São permitidos apenas os tipos de aditivos relacionados na Tabela I deste Regulamento Técnico, qualificados e quantificados na edição mais atualizada da ASTM D1655 Standard Specification for Aviation Turbine Fuels e na Norma do Ministério da Defesa da Inglaterra denominada Defence Standard 91-91 (Defence Standard 91-91 do United Kingdom - Ministry of Defence - http://www.dstan.mod.ukhttp://www.dstan.mod.uk).

(Nota)

(16) Se o combustível não for hidroprocessado, a adição do antioxidante é opcional. Neste caso, a concentração do material ativo do aditivo não deverá exceder a 24,0 mg/L. Se o combustível ou componente do combustível for hidroprocessado, a adição do antioxidante é obrigatória e a concentração do material ativo do aditivo deverá estar na faixa de 17,0 a 24,0 mg/L.

A adição do antioxidante deverá ser realizada logo após o hidroprocessamento e antes do produto ser enviado aos tanques de estocagem.
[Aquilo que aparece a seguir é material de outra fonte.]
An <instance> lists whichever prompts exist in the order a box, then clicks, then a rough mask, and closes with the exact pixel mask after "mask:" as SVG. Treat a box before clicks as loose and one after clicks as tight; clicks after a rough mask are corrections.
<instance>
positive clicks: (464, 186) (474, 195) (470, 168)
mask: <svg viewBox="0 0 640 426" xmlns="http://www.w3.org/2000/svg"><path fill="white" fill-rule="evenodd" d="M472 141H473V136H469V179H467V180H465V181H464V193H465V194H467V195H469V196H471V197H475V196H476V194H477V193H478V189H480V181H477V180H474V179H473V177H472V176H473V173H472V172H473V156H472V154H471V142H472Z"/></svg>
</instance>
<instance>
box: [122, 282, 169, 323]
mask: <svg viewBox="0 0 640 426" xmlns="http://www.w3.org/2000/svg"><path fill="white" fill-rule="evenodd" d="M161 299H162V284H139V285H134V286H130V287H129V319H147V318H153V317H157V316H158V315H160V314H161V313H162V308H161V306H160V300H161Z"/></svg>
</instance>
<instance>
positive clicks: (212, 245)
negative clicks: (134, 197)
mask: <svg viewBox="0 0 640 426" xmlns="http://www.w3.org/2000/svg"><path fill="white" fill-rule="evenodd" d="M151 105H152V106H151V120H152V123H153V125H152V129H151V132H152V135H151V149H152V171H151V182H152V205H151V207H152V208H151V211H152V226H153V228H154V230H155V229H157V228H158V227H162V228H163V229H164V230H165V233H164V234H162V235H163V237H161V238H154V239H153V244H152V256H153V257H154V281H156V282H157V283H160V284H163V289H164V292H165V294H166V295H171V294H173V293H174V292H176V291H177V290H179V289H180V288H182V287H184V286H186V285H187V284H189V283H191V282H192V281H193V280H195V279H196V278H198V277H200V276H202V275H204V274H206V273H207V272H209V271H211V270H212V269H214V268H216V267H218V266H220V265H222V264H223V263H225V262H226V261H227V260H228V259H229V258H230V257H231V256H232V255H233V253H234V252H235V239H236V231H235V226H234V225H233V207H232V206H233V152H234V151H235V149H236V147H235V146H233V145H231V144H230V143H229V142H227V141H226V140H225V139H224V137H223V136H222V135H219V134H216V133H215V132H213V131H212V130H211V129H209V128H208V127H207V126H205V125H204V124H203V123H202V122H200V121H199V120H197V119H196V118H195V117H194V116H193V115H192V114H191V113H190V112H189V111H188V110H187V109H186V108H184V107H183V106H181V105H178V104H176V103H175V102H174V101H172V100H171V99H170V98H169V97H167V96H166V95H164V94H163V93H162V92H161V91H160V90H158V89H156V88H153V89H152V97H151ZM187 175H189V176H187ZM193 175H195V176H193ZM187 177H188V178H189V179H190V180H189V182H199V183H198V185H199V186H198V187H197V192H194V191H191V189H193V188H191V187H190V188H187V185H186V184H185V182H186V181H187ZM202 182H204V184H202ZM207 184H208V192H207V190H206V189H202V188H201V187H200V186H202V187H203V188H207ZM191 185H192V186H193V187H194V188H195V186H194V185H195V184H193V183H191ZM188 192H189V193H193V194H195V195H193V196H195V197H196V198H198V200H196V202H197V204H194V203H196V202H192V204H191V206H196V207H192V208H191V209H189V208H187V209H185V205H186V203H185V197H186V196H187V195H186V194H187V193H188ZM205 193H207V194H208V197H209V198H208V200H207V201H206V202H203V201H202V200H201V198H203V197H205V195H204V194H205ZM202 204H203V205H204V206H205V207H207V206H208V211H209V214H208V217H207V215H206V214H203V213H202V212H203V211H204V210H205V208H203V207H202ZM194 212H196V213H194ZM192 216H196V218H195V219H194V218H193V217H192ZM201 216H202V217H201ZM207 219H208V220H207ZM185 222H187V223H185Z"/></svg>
Quando o combustível final for composto de mistura de produto hidroprocessado e não hidroprocessado, deverão ser anotados: a composição da mistura e os teores de aditivos utilizados nas frações hidroprocessada e não hidroprocessada, separadamente.

(Nota)

(17) O aditivo desativador de metal poderá ser utilizado para melhorar a Estabilidade térmica do Querosene de Aviação. Neste caso, deverão ser reportados os resultados da Estabilidade térmica obtidos antes e após a adição do aditivo.

A concentração máxima permitida na primeira aditivação é de 2,0 mg/L. Uma aditivação complementar posterior não poderá exceder ao limite máximo acumulativo de 5,7 mg/L.

(Nota)

(18) O aditivo dissipador de cargas estáticas poderá ser utilizado para aumentar a Condutividade elétrica do Querosene de Aviação.

A concentração máxima permitida na primeira aditivação é de 3,0 mg/L. Uma aditivação complementar posterior não poderá exceder a concentração máxima acumulativa especificada de 5,0 mg/L.

(Nota)

(29) É opcional a adição do aditivo inibidor de formação de gelo, mediante acordo entre o revendedor e o consumidor, desde que sejam atendidos os limites especificados na Tabela I.

(Nota)

(20) Quando necessário, o aditivo poderá ser utilizado para auxiliar na detecção de vazamentos no solo provenientes de tanques e sistemas de distribuição de querosene de aviação. Este aditivo deverá ser utilizado somente quando outros métodos de investigação forem exauridos.

(Nota)

(21) A adição do aditivo melhorador da lubricidade deverá ser acordada entre revendedor e consumidor, respeitados os limites para cada tipo de aditivo.